A more satisfying answer seems to lie in the nature of comedy. Comedy is not just a matter of cracking jokes, however elevated or sophisticated they may be. Fundamentally comedy is the dynamic realization of freedom and love, especially as they emerge from slavery or hatred. As the literary critic Louise Cowan puts it:
Archetypally, the comic action is the psyche moving out of stasis into the rhythm of the life force; culturally, it is the flexibility of the community prevailing over rigid and oppressive custom; psychologically, it is the heart finding its right order, its abundance, in love; and anagogically, it is the soul’s participation, through the komos, the marriage feast, in universal blessedness.

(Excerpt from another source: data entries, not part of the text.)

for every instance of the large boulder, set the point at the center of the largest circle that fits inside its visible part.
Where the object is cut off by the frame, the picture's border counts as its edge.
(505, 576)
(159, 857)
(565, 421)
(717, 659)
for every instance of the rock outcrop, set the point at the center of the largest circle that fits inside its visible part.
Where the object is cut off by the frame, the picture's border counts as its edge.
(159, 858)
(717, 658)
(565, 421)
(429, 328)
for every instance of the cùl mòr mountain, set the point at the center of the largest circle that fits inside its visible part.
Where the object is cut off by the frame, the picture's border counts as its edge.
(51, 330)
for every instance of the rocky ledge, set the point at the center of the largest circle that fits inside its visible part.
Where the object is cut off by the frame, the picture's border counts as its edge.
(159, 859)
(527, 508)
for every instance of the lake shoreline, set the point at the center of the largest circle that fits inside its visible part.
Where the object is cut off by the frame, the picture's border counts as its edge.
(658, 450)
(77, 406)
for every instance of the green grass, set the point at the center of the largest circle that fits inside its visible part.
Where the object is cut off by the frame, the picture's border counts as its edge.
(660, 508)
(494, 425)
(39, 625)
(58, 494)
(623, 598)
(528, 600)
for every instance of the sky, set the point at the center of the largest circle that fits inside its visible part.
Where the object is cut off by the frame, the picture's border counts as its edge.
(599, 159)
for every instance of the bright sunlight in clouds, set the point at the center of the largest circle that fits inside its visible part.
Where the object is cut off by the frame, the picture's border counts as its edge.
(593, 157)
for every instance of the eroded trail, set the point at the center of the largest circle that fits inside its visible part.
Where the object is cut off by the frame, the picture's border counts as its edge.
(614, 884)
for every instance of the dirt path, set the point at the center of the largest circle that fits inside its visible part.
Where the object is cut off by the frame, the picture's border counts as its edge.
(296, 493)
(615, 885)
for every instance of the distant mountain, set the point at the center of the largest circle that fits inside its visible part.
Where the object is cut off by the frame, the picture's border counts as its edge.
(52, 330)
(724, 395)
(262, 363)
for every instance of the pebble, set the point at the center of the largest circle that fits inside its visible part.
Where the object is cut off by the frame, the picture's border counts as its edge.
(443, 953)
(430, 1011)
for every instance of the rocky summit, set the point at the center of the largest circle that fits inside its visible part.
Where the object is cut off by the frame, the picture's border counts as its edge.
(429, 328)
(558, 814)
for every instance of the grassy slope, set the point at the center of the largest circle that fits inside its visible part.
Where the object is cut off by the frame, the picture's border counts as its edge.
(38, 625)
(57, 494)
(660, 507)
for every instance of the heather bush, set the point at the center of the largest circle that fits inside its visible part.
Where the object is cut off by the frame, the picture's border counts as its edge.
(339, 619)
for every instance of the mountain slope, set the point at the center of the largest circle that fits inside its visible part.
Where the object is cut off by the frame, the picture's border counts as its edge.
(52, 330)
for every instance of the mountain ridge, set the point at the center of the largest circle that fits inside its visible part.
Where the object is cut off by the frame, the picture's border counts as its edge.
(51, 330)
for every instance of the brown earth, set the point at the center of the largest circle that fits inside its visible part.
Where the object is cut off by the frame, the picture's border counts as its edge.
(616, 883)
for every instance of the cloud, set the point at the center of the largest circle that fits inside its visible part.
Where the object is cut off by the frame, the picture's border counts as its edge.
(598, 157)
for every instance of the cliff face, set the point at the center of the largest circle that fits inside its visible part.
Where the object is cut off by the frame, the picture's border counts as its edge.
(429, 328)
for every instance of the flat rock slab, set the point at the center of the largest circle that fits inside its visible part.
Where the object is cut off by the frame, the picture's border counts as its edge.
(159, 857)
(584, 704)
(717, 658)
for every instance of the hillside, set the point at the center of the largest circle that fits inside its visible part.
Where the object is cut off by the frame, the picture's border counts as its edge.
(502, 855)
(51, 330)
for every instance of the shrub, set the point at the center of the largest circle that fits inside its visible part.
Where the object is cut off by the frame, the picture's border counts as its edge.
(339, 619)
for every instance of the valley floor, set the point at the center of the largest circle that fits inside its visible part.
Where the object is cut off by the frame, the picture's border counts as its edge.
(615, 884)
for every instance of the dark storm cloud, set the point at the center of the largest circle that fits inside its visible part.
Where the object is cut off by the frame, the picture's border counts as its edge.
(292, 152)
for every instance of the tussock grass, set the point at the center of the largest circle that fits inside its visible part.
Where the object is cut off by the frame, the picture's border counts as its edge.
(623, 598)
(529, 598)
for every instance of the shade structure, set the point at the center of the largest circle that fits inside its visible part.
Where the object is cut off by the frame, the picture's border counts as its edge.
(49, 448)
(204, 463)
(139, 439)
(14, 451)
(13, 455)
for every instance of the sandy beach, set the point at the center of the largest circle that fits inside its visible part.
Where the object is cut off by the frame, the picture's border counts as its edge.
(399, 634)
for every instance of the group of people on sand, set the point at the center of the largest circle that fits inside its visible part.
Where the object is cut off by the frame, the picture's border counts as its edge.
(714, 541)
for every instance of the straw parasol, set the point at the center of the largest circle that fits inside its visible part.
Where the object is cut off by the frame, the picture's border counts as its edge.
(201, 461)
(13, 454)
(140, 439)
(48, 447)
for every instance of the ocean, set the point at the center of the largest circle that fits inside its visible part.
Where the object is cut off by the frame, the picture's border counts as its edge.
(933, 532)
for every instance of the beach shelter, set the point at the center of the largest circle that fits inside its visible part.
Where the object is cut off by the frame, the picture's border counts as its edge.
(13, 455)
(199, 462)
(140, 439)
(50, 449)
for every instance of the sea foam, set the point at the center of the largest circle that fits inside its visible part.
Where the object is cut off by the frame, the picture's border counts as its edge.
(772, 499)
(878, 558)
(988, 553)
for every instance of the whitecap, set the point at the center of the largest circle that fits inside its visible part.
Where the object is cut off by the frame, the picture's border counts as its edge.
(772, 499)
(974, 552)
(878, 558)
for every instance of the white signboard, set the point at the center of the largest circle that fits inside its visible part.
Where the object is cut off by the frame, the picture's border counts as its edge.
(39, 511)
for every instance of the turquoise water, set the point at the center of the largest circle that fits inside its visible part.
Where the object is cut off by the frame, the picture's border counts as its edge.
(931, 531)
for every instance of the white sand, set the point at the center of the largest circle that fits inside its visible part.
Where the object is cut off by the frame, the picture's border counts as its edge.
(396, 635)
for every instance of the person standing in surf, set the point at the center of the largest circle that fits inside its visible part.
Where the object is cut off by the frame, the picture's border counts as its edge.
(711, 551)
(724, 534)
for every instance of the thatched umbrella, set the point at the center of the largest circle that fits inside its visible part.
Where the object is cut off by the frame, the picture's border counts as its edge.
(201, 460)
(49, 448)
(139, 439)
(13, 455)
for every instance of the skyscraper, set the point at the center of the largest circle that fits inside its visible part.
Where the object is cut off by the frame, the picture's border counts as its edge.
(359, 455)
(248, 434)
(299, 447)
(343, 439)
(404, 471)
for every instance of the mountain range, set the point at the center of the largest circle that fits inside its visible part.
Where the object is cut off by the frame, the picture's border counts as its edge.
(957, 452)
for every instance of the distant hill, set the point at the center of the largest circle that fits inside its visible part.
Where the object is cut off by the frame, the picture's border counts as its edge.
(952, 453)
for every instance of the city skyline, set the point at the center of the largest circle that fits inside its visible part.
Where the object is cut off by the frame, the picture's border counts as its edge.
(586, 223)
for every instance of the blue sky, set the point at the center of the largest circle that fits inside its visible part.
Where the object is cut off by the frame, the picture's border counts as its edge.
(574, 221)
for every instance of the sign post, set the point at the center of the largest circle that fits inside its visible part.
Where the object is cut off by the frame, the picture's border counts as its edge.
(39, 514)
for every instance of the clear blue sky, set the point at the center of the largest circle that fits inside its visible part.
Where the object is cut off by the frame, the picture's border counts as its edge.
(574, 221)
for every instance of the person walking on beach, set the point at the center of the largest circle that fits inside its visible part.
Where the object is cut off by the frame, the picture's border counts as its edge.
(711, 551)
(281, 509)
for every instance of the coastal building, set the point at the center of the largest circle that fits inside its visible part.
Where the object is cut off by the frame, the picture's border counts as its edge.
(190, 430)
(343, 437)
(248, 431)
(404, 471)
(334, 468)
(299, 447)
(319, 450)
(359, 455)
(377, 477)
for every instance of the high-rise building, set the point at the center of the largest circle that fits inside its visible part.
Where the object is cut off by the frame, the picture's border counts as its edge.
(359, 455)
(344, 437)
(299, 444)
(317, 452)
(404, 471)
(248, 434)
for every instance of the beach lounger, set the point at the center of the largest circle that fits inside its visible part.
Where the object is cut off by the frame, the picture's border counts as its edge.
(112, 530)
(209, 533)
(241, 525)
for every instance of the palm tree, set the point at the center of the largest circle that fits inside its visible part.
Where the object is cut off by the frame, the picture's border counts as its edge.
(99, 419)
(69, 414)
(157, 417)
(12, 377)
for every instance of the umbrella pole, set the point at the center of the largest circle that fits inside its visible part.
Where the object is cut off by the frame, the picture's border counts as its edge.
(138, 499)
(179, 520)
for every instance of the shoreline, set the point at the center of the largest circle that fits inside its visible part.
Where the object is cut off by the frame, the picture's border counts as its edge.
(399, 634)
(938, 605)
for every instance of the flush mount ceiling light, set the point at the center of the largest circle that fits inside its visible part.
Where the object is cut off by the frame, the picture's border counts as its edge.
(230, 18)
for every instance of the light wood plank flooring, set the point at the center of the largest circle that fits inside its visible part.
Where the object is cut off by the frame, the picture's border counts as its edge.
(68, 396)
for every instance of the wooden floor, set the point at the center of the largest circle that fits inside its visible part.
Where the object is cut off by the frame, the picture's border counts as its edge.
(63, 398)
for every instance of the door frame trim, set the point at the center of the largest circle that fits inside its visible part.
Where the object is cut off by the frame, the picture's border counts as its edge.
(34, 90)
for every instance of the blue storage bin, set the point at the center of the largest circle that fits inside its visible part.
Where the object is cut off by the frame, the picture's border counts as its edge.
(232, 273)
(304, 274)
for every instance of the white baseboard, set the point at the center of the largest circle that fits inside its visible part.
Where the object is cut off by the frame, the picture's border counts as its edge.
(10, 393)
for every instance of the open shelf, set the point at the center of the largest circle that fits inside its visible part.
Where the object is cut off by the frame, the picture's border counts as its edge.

Viewed in this light, the entire action of Christ in the world is the perfect and final comedy, with the death, resurrection, and ascension of Our Lord as the definitive event that destroys death, slavery, hatred, and abandonment forever, replacing them with redemption, adoption, the law of love, and participation in the divine life.
St. Paul’s quotation of Hosea perfectly expresses the mystery of the Divine Comedy: “O death, where is thy victory? O death, where is thy sting?” (1 Cor 15:55, cf. Hos 13:14). So may we say, “O slavery, where are thy chains? O tragedy, where are thy tears?” They are gone, consumed in the wood of the cross, buried in the tomb, and transformed in the resurrection into the freedom and love of the Son of God.
The Gospel writers did not choose to express the comedy of Christ in chuckles, smiles, or guffaws, just as they did not express the mystery of the Trinity with lengthy disquisitions. The comedy—the laughter—of Jesus is to be found in the victory of the cross, the Tree of Life on which death died, the Tree from which all life springs.